Quelques mots sur le tournage des 3M, et sur Saad Chraïbi ?

Une bonne ambiance, selon elle, mais un tournage astreignant à cause du va et vient entre les différentes époques. Au montage, il faut aussi incruster des archives des événements historiques qui rythment le film. Ce n’est pas un docu-fiction, mais ça y ressemble.

Elle ajoute : « J’ai collaboré avec Saad sur la majeure partie de ses films. En tant que monteuse, ou scripte ou les deux à la fois. C’est quelqu’un de très exigeant, avec lui-même comme avec les autres. Il est présent sur la table de montage, il a besoin d’être là. Et même s’il sait ce qu’il veut, il reste ouvert aux suggestions. Beaucoup de réalisateurs n’assistent pas au montage et ne viennent qu’à la fin. »

Et pour finir, un conseil pour les jeunes monteurs ?

 Comme elle enseigne dans plusieurs écoles, privées, publiques, elle constate que les jeunes monteurs sont excellents dans la partie technique, mais qu’ils manquent cruellement de connaissances esthétiques.
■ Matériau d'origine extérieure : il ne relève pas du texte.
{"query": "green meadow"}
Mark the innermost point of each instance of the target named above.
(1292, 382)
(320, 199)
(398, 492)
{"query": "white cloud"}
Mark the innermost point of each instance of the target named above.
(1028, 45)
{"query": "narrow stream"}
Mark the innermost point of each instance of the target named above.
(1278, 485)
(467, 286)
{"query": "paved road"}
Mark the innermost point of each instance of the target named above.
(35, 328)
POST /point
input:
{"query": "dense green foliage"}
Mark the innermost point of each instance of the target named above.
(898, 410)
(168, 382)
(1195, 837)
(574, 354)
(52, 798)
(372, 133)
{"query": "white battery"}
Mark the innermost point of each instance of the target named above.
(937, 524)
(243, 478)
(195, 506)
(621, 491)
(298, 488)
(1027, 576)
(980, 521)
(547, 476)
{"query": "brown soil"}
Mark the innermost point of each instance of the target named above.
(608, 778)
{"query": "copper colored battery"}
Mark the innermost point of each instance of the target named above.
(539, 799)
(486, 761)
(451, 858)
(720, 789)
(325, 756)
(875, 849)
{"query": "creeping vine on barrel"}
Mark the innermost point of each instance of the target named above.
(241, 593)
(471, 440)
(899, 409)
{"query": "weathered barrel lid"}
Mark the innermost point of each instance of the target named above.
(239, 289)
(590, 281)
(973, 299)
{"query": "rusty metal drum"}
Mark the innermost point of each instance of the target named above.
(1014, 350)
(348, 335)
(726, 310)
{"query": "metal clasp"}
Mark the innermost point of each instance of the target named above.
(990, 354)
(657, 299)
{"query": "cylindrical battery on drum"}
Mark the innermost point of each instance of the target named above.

Or le montage n’est pas que technique. Ils ne sont pas assez formés sur ce plan là, car d’après elle, ils ne prennent pas le temps de se perfectionner sous la direction d’un chef monteur d’expérience. Le côté artistique fait défaut et il est nécessaire pour être un bon monteur.

Rencontrer N’Joud Jaddad a été un vrai plaisir. Une discussion à bâton rompue sur un métier qu’elle aime, et c’est avec beaucoup de générosité qu’elle a partagé avec nous sa passion.

Comme quoi, nous avons bien fait d’insister.